E tem outro ponto que pesa: o mercado atual está mais curioso por adaptações com atores que entregam intensidade. Então, a escolha do elenco importa demais para dar vida a essa tensão clássica. Se acertar o tom, o filme vira aquele tipo de sessão que você termina com o coração acelerado e a cabeça “por que eu chorei assistindo isso?”.
Daisy Edgar-Jones no papel principal: expectativa alta
O destaque, claro, é Daisy Edgar-Jones (Normal People), escalada para o papel principal. A expectativa é quase automática: quem acompanha a atriz sabe que ela domina aquele jogo de emoções contidas. Não é só atuar “com cara de triste”. É sustentar dúvida, desejo e autocontrole como se fosse um fio invisível puxando tudo para um colapso elegante.
Em Razão e Sensibilidade, isso combina demais com a proposta do enredo. O livro e as adaptações giram em torno de como as pessoas reagem ao amor, à perda e às pressões sociais. A sensibilidade aqui não é só sentimentalismo. É consequência. E o orgulho, por sua vez, costuma custar caro.
O trailer deixa no ar que a personagem principal terá espaço para desenvolvimento e para aquele contraste gostoso entre racionalidade e impulso. Se a direção conseguir manter o equilíbrio, a Daisy vira o motor emocional do filme. E daí o remake deixa de ser apenas mais uma adaptação de época e passa a ser uma versão que conversa com a geração que cresceu lendo emoções em close, não só em discurso.
Data de estreia e o que esperar da adaptação
Segundo a divulgação, o filme estreia em 16 de outubro nos cinemas. Isso coloca o remake bem no radar de quem gosta de apostas de “filme de evento”, daqueles que você vê e depois discute como se fosse série da temporada.
Na prática, a gente deve esperar uma adaptação que mantenha o romance e a ironia social do original, mas com um tratamento mais cinematográfico. Pense em figurino, encenação e fotografia voltados para criar contraste: beleza por fora, conflito por dentro. E, sim, aquele tipo de romantismo que faz a gente acreditar por alguns segundos que o mundo podia ser menos complicado. Spoiler: não podia, mas a gente vai junto mesmo.
Para quem quer acompanhar sem depender só do trailer, vale acompanhar o material oficial da Focus Features, que costuma consolidar as novidades do calendário e sinopses à medida que a produção se aproxima da estreia. Assim dá para conectar elenco, direção e proposta do filme sem cair em informação solta.
Esse remake consegue equilibrar romance e ironia?
Remake de Razão e Sensibilidade é sempre um desafio e, ao mesmo tempo, uma oportunidade.
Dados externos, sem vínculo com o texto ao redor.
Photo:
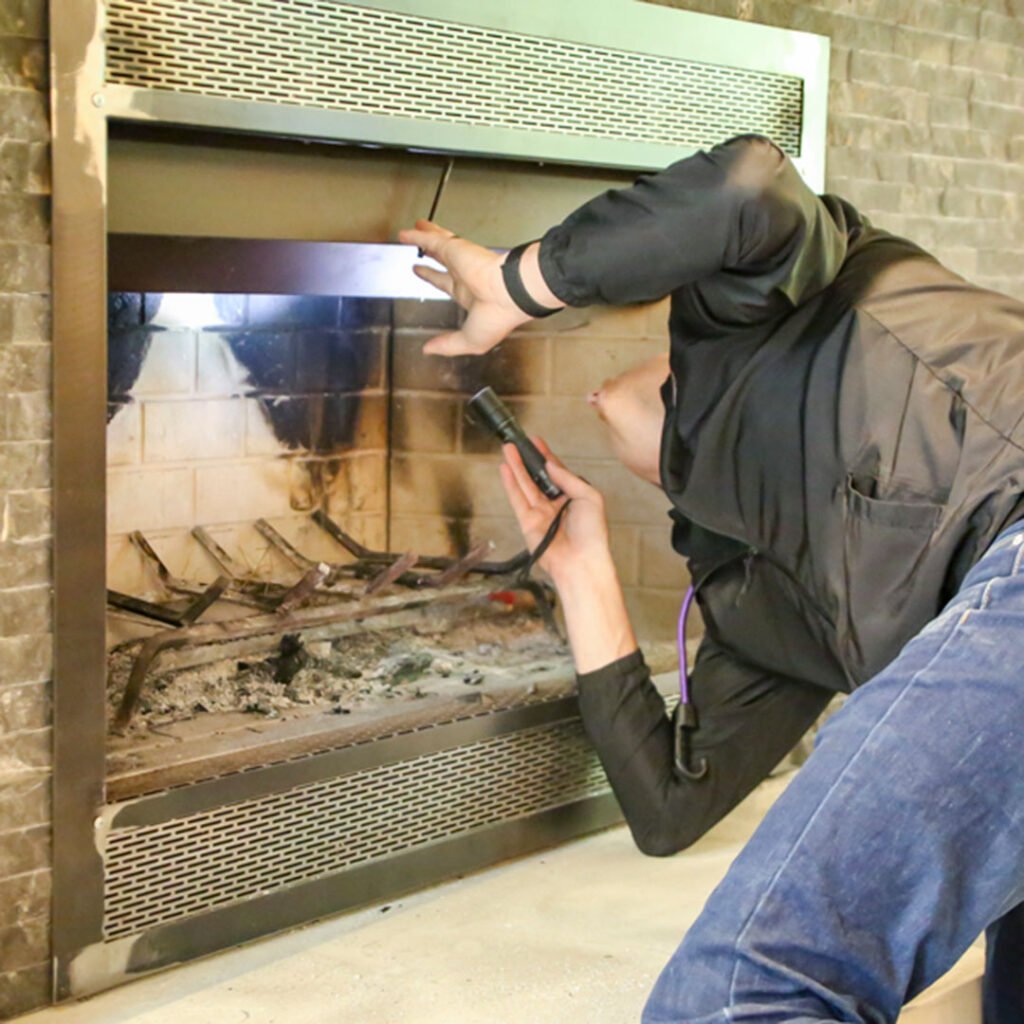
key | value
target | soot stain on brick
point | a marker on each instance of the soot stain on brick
(128, 343)
(306, 371)
(456, 505)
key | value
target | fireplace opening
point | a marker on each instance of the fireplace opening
(299, 552)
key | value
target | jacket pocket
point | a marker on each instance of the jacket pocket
(889, 590)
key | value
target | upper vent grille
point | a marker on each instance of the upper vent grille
(338, 56)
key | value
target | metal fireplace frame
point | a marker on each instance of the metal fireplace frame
(83, 102)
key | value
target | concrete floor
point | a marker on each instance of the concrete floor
(574, 934)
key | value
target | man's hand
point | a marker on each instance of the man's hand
(579, 558)
(582, 540)
(472, 276)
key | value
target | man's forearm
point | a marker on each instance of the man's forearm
(595, 612)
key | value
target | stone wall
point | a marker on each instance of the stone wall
(926, 119)
(25, 497)
(225, 410)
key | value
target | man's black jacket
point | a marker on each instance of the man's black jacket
(843, 440)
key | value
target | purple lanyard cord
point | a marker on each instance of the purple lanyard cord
(684, 679)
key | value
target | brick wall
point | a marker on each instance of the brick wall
(230, 409)
(926, 119)
(445, 492)
(25, 496)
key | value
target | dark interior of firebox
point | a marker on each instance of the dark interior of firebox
(249, 636)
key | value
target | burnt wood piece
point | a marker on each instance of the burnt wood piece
(241, 592)
(366, 555)
(148, 609)
(304, 589)
(292, 553)
(255, 626)
(161, 612)
(205, 600)
(460, 567)
(393, 572)
(300, 561)
(235, 569)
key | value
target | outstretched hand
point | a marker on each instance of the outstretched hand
(472, 276)
(583, 536)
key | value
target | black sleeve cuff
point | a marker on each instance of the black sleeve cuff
(615, 671)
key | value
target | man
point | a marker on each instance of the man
(843, 450)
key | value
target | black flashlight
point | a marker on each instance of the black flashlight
(492, 413)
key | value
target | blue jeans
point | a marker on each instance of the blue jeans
(895, 846)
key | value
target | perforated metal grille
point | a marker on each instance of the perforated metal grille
(338, 56)
(159, 873)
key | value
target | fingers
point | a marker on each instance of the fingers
(453, 343)
(426, 236)
(530, 492)
(572, 485)
(441, 281)
(520, 507)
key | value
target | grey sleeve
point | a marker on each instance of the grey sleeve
(738, 214)
(749, 721)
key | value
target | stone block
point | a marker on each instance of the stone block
(339, 360)
(26, 368)
(25, 850)
(26, 465)
(25, 944)
(25, 796)
(452, 486)
(25, 990)
(13, 165)
(519, 366)
(25, 267)
(628, 499)
(28, 517)
(25, 897)
(26, 658)
(30, 416)
(24, 18)
(428, 314)
(193, 431)
(996, 118)
(25, 563)
(24, 218)
(218, 371)
(924, 47)
(290, 311)
(25, 707)
(150, 499)
(242, 492)
(26, 610)
(581, 365)
(25, 171)
(39, 169)
(124, 433)
(882, 69)
(983, 54)
(355, 484)
(24, 115)
(425, 423)
(169, 367)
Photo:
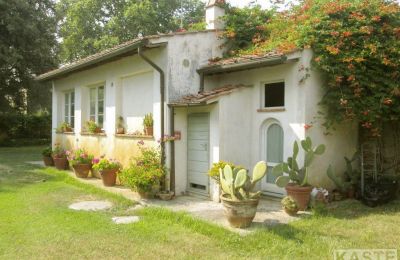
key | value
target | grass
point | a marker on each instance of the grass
(35, 222)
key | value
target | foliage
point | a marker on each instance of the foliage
(106, 164)
(289, 203)
(356, 46)
(214, 171)
(296, 174)
(351, 176)
(145, 171)
(238, 185)
(244, 27)
(59, 152)
(28, 47)
(79, 156)
(47, 152)
(92, 127)
(89, 26)
(148, 120)
(64, 128)
(21, 126)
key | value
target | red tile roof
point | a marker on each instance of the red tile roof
(203, 97)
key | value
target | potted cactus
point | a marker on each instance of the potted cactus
(290, 206)
(295, 179)
(240, 204)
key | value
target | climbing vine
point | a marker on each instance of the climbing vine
(356, 45)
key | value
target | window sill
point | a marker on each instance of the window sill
(93, 134)
(272, 109)
(142, 137)
(65, 133)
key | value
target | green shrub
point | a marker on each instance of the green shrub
(145, 171)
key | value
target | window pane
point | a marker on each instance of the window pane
(101, 93)
(100, 122)
(275, 95)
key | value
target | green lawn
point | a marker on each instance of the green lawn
(35, 222)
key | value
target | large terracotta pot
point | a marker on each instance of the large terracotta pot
(240, 214)
(82, 170)
(48, 161)
(109, 177)
(300, 194)
(60, 163)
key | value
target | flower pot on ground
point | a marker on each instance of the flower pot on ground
(47, 159)
(290, 206)
(81, 162)
(145, 172)
(108, 170)
(295, 179)
(148, 123)
(60, 158)
(240, 204)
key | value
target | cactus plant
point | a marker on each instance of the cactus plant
(295, 174)
(238, 185)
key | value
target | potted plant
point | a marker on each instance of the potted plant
(240, 204)
(145, 172)
(295, 179)
(120, 126)
(108, 170)
(64, 128)
(81, 162)
(148, 124)
(290, 206)
(59, 157)
(92, 127)
(47, 159)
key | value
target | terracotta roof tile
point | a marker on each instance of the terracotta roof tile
(203, 97)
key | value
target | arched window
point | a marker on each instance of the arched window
(274, 148)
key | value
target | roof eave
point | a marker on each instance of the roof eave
(79, 66)
(246, 65)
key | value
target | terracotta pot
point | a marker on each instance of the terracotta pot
(148, 131)
(95, 174)
(48, 161)
(291, 212)
(60, 163)
(240, 214)
(300, 194)
(82, 170)
(109, 177)
(120, 130)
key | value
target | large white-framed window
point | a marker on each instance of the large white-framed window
(96, 109)
(273, 95)
(69, 108)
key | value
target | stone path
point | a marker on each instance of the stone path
(269, 210)
(91, 205)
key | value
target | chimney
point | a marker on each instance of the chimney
(214, 13)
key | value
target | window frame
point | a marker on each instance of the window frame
(263, 93)
(96, 113)
(70, 117)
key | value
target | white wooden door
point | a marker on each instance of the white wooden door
(273, 145)
(198, 153)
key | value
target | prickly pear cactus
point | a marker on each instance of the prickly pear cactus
(238, 184)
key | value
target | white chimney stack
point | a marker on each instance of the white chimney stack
(214, 13)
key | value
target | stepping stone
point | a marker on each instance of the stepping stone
(125, 220)
(91, 205)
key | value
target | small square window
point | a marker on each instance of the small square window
(274, 95)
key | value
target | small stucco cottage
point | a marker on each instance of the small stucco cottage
(241, 110)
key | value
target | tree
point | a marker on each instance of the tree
(89, 26)
(27, 47)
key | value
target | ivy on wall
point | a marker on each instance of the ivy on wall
(356, 44)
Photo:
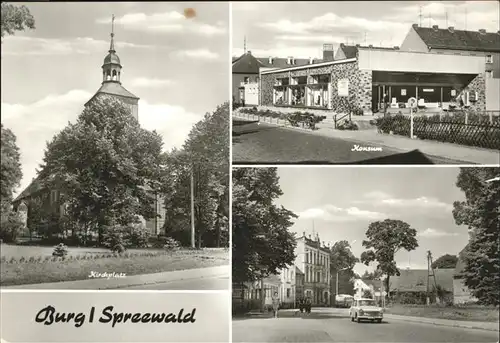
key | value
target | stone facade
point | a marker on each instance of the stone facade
(360, 86)
(478, 84)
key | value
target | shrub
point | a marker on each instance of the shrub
(10, 227)
(115, 238)
(171, 244)
(60, 250)
(138, 236)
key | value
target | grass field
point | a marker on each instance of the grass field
(71, 269)
(467, 313)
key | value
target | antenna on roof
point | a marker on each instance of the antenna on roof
(465, 18)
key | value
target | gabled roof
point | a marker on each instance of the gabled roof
(246, 64)
(436, 38)
(114, 88)
(415, 280)
(249, 64)
(351, 51)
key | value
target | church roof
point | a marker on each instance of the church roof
(114, 88)
(112, 57)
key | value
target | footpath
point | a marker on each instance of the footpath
(489, 326)
(133, 280)
(455, 152)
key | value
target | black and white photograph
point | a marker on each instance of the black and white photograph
(366, 82)
(115, 149)
(365, 254)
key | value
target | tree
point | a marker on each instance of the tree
(106, 166)
(262, 244)
(10, 169)
(445, 261)
(206, 155)
(385, 239)
(376, 274)
(481, 213)
(15, 18)
(342, 262)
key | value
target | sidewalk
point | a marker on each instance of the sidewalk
(489, 326)
(464, 154)
(133, 280)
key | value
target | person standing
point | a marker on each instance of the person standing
(276, 304)
(385, 99)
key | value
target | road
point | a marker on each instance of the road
(202, 283)
(334, 325)
(269, 144)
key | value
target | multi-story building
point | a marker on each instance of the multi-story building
(313, 260)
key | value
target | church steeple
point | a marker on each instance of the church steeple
(111, 69)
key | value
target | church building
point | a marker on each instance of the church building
(50, 198)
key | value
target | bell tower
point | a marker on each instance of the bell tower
(111, 69)
(111, 79)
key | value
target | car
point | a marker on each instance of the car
(366, 309)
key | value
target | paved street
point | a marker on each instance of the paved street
(267, 143)
(202, 283)
(334, 325)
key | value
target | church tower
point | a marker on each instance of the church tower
(111, 79)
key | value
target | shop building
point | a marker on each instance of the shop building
(435, 78)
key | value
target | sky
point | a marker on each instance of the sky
(300, 29)
(340, 203)
(178, 66)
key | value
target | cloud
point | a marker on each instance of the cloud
(35, 46)
(36, 123)
(173, 122)
(351, 27)
(143, 82)
(197, 54)
(167, 22)
(433, 233)
(378, 198)
(336, 214)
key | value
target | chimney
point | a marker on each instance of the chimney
(328, 54)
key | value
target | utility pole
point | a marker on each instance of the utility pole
(193, 240)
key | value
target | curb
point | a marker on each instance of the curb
(453, 324)
(390, 147)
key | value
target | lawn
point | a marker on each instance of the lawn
(134, 263)
(466, 312)
(18, 251)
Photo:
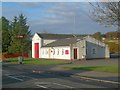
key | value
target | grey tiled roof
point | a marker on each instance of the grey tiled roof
(63, 42)
(54, 36)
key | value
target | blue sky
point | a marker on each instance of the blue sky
(59, 17)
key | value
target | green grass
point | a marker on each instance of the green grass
(36, 61)
(111, 69)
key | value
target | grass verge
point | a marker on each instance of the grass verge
(36, 61)
(111, 69)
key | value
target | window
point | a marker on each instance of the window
(94, 51)
(62, 51)
(58, 52)
(66, 51)
(43, 52)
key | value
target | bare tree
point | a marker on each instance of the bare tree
(106, 13)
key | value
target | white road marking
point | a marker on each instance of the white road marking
(99, 80)
(63, 85)
(15, 78)
(27, 76)
(41, 86)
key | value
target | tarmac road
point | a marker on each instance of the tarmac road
(42, 76)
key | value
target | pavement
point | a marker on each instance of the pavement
(105, 76)
(56, 77)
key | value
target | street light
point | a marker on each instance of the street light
(20, 59)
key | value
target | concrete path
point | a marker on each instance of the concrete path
(92, 74)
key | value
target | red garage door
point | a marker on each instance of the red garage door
(36, 50)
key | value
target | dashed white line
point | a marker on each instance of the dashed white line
(63, 85)
(41, 86)
(15, 78)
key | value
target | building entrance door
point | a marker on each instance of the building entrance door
(36, 50)
(75, 53)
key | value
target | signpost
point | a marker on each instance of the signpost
(20, 58)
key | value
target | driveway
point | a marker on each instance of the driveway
(53, 77)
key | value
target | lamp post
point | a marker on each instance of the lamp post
(20, 37)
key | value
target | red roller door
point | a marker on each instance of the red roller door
(36, 50)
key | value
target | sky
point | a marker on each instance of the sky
(55, 17)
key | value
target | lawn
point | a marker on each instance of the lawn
(111, 69)
(36, 61)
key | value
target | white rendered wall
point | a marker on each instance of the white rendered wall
(55, 52)
(47, 41)
(36, 39)
(101, 49)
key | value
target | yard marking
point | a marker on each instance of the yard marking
(41, 86)
(63, 85)
(47, 83)
(99, 80)
(27, 77)
(15, 78)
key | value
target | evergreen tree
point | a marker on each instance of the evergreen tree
(20, 28)
(97, 35)
(5, 34)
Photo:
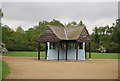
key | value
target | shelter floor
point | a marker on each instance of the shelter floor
(31, 68)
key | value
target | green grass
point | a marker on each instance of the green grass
(4, 69)
(35, 54)
(23, 54)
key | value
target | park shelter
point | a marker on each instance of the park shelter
(67, 43)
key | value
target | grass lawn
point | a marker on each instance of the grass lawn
(34, 54)
(4, 69)
(104, 55)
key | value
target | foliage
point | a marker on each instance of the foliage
(108, 37)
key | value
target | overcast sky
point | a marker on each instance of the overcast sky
(28, 14)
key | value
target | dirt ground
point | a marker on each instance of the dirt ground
(31, 68)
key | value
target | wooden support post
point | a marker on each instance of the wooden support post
(89, 50)
(38, 51)
(66, 49)
(58, 50)
(85, 50)
(76, 50)
(46, 51)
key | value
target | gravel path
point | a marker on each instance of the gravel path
(31, 68)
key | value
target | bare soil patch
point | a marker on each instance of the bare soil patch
(31, 68)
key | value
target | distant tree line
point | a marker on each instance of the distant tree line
(20, 40)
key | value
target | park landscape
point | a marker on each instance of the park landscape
(20, 60)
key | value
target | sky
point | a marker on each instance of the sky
(28, 14)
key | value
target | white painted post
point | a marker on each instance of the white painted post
(48, 43)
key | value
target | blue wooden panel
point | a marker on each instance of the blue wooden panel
(53, 54)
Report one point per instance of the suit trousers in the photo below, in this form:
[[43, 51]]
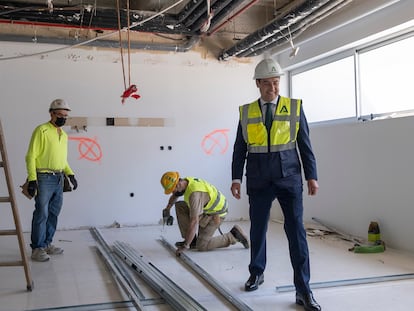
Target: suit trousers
[[288, 191]]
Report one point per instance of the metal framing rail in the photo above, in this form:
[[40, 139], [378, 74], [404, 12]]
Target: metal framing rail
[[176, 297], [360, 281], [240, 305], [116, 269]]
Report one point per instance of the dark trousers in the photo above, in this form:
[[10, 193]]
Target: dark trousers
[[288, 191]]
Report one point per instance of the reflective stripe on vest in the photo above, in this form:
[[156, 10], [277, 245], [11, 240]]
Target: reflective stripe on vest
[[283, 132], [218, 202]]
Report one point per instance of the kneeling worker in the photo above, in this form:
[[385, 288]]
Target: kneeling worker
[[203, 210]]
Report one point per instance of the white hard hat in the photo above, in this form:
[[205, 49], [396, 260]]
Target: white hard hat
[[59, 104], [267, 68]]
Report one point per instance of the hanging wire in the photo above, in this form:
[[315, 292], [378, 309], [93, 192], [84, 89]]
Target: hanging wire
[[93, 39], [129, 46], [120, 41]]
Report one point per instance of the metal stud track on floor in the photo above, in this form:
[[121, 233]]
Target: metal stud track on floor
[[116, 269], [176, 297], [240, 305], [360, 281]]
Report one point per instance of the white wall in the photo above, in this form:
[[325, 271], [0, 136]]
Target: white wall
[[196, 96], [366, 174], [365, 170]]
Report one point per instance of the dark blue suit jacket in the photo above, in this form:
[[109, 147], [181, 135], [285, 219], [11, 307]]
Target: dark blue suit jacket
[[266, 167]]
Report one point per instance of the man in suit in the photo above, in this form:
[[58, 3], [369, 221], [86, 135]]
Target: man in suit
[[272, 133]]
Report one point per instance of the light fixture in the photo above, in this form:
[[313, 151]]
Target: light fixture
[[295, 50]]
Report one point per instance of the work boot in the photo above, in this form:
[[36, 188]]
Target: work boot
[[239, 235], [53, 250], [39, 254], [193, 244]]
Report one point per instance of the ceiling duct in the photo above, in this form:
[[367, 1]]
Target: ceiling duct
[[284, 36], [276, 32]]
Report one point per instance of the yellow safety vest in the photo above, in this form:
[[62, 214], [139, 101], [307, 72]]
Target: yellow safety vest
[[283, 132], [217, 203]]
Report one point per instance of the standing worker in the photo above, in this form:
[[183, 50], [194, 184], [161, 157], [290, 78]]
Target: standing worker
[[271, 130], [46, 162], [203, 209]]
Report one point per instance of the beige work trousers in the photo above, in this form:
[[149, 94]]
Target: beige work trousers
[[206, 229]]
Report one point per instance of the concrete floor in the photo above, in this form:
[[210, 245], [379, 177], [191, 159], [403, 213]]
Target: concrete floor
[[80, 280]]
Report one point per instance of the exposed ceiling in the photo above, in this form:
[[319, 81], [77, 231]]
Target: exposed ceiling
[[226, 28]]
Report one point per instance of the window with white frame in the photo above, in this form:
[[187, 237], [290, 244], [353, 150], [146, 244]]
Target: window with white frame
[[329, 89], [386, 78]]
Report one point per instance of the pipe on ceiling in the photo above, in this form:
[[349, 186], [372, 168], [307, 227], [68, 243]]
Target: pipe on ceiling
[[184, 47], [296, 29], [274, 27], [246, 7], [224, 12]]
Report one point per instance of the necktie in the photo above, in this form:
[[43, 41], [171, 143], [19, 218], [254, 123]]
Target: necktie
[[268, 117]]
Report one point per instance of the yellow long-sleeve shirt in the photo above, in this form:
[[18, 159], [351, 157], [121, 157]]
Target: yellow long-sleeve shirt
[[47, 150]]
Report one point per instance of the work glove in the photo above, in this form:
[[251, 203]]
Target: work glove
[[32, 188], [73, 181], [166, 217]]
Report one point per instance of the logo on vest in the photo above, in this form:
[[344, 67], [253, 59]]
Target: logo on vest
[[283, 109]]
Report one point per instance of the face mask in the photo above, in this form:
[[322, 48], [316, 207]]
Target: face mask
[[179, 193], [60, 122]]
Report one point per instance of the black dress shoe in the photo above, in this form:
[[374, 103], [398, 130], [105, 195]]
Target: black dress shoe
[[308, 302], [253, 282]]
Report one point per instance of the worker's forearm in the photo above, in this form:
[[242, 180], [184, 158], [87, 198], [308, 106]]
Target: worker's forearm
[[192, 229]]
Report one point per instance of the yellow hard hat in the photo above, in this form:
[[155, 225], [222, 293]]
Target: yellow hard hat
[[169, 180]]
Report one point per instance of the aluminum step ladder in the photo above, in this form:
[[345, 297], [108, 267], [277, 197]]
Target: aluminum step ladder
[[18, 228]]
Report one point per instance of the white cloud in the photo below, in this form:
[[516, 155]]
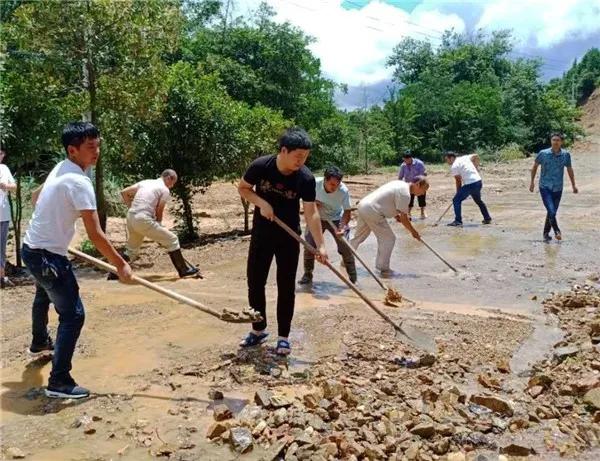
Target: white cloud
[[543, 23], [353, 45]]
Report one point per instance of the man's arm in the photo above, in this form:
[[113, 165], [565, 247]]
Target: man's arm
[[402, 218], [128, 194], [533, 173], [98, 238], [246, 191], [313, 221], [571, 174]]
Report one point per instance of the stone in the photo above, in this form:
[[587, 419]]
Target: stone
[[215, 394], [493, 403], [216, 430], [424, 430], [241, 439], [15, 453], [221, 413], [592, 398], [517, 449], [262, 398]]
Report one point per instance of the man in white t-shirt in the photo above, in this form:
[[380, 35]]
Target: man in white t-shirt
[[7, 184], [333, 202], [388, 201], [465, 170], [146, 201], [66, 195]]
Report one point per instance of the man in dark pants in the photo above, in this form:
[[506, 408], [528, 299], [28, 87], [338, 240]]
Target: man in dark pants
[[553, 161], [66, 195], [333, 201], [275, 184], [465, 170]]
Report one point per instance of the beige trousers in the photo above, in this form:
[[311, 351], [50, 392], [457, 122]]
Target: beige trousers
[[140, 226]]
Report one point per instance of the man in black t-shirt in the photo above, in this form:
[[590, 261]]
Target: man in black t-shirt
[[275, 184]]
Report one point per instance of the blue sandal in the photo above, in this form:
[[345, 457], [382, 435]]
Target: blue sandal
[[283, 347], [254, 340]]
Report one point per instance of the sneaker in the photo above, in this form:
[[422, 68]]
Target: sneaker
[[306, 279], [38, 351], [66, 391]]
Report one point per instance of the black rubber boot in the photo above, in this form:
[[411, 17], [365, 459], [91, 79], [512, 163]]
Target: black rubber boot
[[184, 269]]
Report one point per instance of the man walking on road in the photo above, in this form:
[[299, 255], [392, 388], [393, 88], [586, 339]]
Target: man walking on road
[[465, 170], [275, 184], [388, 201], [66, 195], [411, 168], [333, 202], [146, 201], [553, 161]]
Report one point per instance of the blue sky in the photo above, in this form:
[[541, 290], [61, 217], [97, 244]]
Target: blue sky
[[353, 38]]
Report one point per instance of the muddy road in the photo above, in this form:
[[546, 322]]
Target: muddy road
[[151, 363]]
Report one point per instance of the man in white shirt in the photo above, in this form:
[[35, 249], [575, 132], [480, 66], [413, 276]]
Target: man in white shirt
[[146, 201], [66, 195], [7, 184], [388, 201], [465, 170], [333, 202]]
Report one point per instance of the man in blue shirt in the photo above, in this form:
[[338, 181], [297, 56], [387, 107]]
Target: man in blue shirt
[[553, 162]]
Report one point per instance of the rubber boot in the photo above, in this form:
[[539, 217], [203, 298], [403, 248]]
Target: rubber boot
[[181, 265], [309, 267]]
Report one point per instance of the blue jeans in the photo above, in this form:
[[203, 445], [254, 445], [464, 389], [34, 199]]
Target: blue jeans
[[55, 283], [473, 190], [551, 201]]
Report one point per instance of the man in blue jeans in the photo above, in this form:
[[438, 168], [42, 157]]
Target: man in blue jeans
[[553, 161], [465, 170], [66, 195]]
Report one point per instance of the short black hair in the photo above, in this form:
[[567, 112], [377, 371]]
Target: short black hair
[[75, 133], [333, 172], [295, 138]]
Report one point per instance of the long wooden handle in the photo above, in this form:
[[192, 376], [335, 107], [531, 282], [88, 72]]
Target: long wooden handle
[[356, 255], [443, 214], [171, 294], [353, 287], [438, 255]]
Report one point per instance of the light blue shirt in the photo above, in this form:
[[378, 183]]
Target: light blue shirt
[[332, 204], [553, 168]]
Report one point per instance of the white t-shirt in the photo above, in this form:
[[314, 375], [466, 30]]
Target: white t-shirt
[[389, 199], [149, 194], [66, 192], [332, 204], [463, 166], [5, 178]]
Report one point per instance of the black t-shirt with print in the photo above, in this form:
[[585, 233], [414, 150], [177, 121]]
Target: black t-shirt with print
[[282, 192]]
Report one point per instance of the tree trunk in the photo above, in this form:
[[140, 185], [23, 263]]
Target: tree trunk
[[16, 213]]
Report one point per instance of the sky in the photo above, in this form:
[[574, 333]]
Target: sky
[[353, 38]]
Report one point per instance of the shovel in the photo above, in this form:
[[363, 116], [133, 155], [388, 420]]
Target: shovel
[[245, 316], [417, 338], [392, 296]]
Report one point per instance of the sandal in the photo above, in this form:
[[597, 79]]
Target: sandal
[[254, 340], [283, 347]]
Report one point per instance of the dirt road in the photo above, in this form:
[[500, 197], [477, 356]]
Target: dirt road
[[151, 362]]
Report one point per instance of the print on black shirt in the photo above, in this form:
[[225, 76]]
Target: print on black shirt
[[282, 192]]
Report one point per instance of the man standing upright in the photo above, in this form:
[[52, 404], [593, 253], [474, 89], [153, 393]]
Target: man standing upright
[[66, 195], [411, 168], [465, 170], [275, 184], [146, 201], [333, 202], [553, 161]]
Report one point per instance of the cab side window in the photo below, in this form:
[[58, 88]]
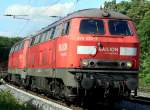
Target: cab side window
[[58, 31], [66, 27]]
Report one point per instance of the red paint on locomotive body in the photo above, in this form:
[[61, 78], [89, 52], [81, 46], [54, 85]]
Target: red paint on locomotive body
[[82, 49]]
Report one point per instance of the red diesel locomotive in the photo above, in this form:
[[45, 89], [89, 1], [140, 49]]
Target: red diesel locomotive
[[89, 52]]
Se a produção acertar no tom, no ritmo e na entrega emocional da Daisy Edgar-Jones, a gente pode ter uma versão que respeita Austen e, ainda assim, se posiciona como cinema atual.
O trailer já dá sinal de que eles estão tentando fazer isso: manter a essência do clássico enquanto deixam a história respirar com intensidade. Agora é esperar outubro. Porque se tem uma coisa que a gente sabe sobre Jane Austen é que orgulho e sensibilidade nunca saem de moda. Elas só mudam de roupa.